"Most hotels close their monthly accounts in two to three weeks. The best-run hotels in the world do it in 24 hours. The difference is not the size of the finance team — it's the architecture of their data."
The End-of-Month Problem
It is the last day of the month. Somewhere in your hotel, a finance manager is chasing department heads for cost inputs. The F&B team is reconciling covers against POS data. The front office is cross-checking room revenue against the PMS. HR is finalising payroll figures. Purchasing is closing off supplier invoices.
Each of these processes takes time. Each depends on data from a different system. Each requires a human to extract, format, and send that data to finance — where another human consolidates it into a report that lands on the GM's desk somewhere between the 15th and 20th of the following month.
By that point, the data is ancient history. Anomalies that could have been corrected in real time are discovered six weeks after they occurred. This is entirely avoidable.
The Four Pillars of Connected Hotel Finance
ERP ↔ PMS — Revenue Automation
The most fundamental integration in hotel finance. When the PMS connects to the ERP correctly, room revenue flows automatically — eliminating the manual re-entry that drives most reconciliation work.
- Daily revenue journals posted automatically from PMS to ERP
- Advance deposit liability tracked in real time across both systems
- No-show and cancellation revenue recognised automatically
- Deferred revenue schedules updated without manual intervention
ERP ↔ Purchasing — Cost Automation
Without this connection, the cost of goods sold in F&B, housekeeping supplies, and maintenance materials is tracked manually across multiple systems.
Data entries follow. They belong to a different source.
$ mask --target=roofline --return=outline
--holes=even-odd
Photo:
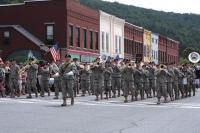
[[[173,41],[173,42],[175,42],[175,43],[180,44],[179,41],[176,41],[176,40],[174,40],[174,39],[171,39],[171,38],[169,38],[169,37],[167,37],[167,36],[164,36],[164,35],[161,35],[161,34],[159,34],[159,36],[164,37],[164,38],[166,38],[167,40],[170,40],[170,41]]]
[[[51,0],[25,0],[23,3],[0,4],[0,7],[20,6],[20,5],[25,5],[26,3],[40,2],[40,1],[51,1]]]
[[[141,29],[141,30],[144,29],[143,27],[140,27],[140,26],[137,26],[137,25],[131,24],[131,23],[129,23],[129,22],[125,22],[125,24],[129,24],[129,25],[134,26],[134,27],[136,27],[136,28],[138,28],[138,29]]]

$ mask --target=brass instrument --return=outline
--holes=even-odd
[[[32,64],[35,64],[36,63],[36,60],[34,61],[31,61],[31,62],[27,62],[26,65],[24,67],[22,67],[20,70],[19,70],[19,74],[22,74],[24,73],[27,69],[29,69],[31,67]]]
[[[188,59],[193,64],[196,64],[200,61],[200,54],[197,53],[197,52],[192,52],[192,53],[189,54]]]

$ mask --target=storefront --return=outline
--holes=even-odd
[[[79,50],[68,50],[68,54],[71,55],[72,59],[77,58],[81,62],[93,62],[97,57],[98,53],[79,51]]]

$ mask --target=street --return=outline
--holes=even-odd
[[[0,133],[199,133],[200,95],[156,105],[156,98],[123,103],[123,97],[95,101],[0,99]]]

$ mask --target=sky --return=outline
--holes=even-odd
[[[138,7],[176,13],[200,14],[199,0],[104,0]]]

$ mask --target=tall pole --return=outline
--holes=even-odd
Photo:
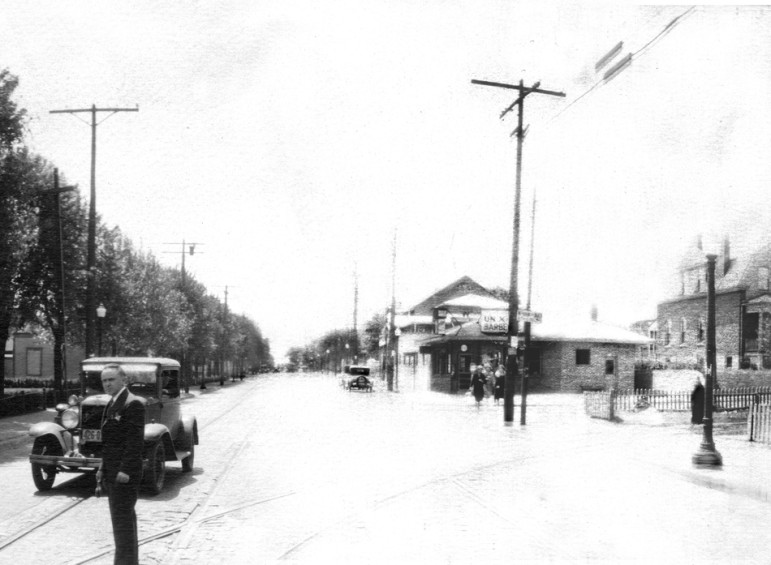
[[[91,197],[88,204],[88,243],[86,251],[86,357],[94,355],[94,313],[96,312],[96,114],[97,112],[138,112],[139,108],[91,108],[51,110],[51,114],[91,114]],[[110,116],[107,116],[108,118]],[[106,118],[105,118],[106,119]]]
[[[359,272],[358,265],[353,265],[353,363],[359,363]]]
[[[394,230],[394,242],[391,246],[391,361],[393,362],[392,377],[388,383],[388,390],[399,391],[399,359],[396,347],[396,230]]]
[[[696,467],[720,467],[723,457],[715,449],[712,438],[712,399],[715,386],[717,345],[715,343],[715,260],[717,255],[707,255],[707,383],[704,394],[704,435],[699,450],[691,461]]]
[[[519,81],[519,85],[505,84],[500,82],[490,82],[485,80],[472,80],[472,84],[479,84],[482,86],[494,86],[497,88],[507,88],[519,91],[519,97],[512,102],[508,108],[501,112],[500,117],[503,118],[515,106],[518,108],[517,112],[517,129],[514,130],[514,134],[517,137],[517,178],[516,188],[514,191],[514,223],[512,226],[512,246],[511,246],[511,274],[509,278],[509,326],[508,326],[508,338],[509,348],[508,355],[506,357],[506,378],[504,380],[503,388],[503,421],[514,421],[514,388],[517,382],[517,338],[519,335],[519,328],[517,325],[517,311],[519,310],[519,296],[517,291],[517,277],[519,270],[519,208],[520,208],[520,195],[522,192],[522,144],[525,139],[525,130],[523,127],[524,120],[524,105],[525,97],[528,94],[548,94],[550,96],[564,97],[564,92],[555,92],[552,90],[543,90],[539,88],[540,82],[535,83],[531,87],[525,87],[522,80]]]
[[[75,190],[74,186],[59,186],[59,169],[54,169],[54,188],[53,193],[56,198],[55,214],[56,214],[56,233],[57,240],[56,245],[59,248],[59,287],[60,287],[60,305],[59,305],[59,327],[61,328],[61,347],[58,354],[60,356],[58,366],[54,369],[54,373],[58,369],[61,371],[61,378],[57,379],[54,374],[54,381],[61,385],[64,391],[67,390],[67,311],[65,308],[65,275],[64,275],[64,230],[62,228],[62,200],[61,193]],[[48,192],[48,191],[47,191]],[[55,358],[55,356],[54,356]],[[58,395],[60,391],[56,391]]]
[[[527,310],[530,311],[530,298],[533,295],[533,250],[535,248],[535,194],[533,194],[533,213],[530,217],[530,263],[527,269]],[[525,350],[523,357],[525,368],[522,371],[522,400],[519,408],[519,424],[527,424],[527,385],[530,378],[530,320],[525,322]]]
When connected:
- Purchase orders trigger automatic budget consumption alerts
- Goods received notes update inventory and cost of sales in real time
- Supplier invoices matched automatically against POs and delivery notes
- Three-way matching reduces both manual workload and fraud risk
ERP ↔ Payroll & HR — Labour Visibility
Labour is the largest single cost in most hotels — typically 30–35% of total revenue. It is also the least visible in real time. Most hotels know their labour cost at month-end. Few know it daily, at department level, against budget and against revenue generated.
When HR and scheduling connect to the ERP, a housekeeping manager who sees labour cost running 3% above budget on a Wednesday can act before it becomes a month-end problem.
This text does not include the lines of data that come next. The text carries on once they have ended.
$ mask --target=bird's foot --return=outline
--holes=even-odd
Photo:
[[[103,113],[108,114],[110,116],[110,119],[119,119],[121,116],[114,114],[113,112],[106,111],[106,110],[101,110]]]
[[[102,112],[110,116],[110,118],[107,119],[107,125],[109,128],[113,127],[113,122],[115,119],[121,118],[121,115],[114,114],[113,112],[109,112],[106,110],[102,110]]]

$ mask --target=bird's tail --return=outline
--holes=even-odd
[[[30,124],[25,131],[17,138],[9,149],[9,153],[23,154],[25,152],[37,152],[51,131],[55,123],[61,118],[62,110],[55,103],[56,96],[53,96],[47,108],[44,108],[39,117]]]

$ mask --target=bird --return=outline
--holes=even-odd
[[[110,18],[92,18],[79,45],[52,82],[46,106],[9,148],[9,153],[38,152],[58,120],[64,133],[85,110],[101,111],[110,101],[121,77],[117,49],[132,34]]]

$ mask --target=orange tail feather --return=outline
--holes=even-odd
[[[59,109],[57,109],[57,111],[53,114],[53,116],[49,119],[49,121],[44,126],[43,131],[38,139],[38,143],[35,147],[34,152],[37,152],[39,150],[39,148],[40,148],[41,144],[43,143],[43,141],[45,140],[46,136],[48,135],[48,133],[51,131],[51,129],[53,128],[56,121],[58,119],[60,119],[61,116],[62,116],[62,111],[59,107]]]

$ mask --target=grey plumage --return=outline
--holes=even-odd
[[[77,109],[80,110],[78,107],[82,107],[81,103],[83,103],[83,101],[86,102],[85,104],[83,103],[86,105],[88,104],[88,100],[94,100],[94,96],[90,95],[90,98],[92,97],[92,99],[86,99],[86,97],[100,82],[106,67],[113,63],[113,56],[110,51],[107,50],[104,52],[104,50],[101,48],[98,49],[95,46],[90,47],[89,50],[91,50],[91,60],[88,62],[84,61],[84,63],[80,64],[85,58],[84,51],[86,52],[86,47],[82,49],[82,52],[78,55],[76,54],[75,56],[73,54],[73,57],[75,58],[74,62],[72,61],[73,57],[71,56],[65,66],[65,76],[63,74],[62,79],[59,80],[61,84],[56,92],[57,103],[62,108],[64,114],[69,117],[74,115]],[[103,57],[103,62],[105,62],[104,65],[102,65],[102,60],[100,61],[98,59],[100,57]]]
The Controlling Function: From Reporting to Intelligence
In most hotels, Controlling is primarily backward-looking: producing reports that describe what happened last period. In a connected hotel, it becomes forward-looking:
- Forecasting becomes a continuous, data-driven process — rolling forecasts always current, not stale snapshots
- Variance analysis becomes actionable — deviations surfaced as they develop, not six weeks later
- Budget management shifts to a dynamic discipline — departments see consumption in real time
- Owner reporting becomes effortless — a live dashboard, not a three-day compilation exercise
The Cost of Disconnection: A Real-World Scenario
200-room hotel · 75% average occupancy · €1.2M F&B revenue
When finance data connects in real time, the General Manager starts the day with a current financial picture. The Controller spends less time on data collection and more time on advice. Department heads understand the financial consequences of their operational decisions before month-end.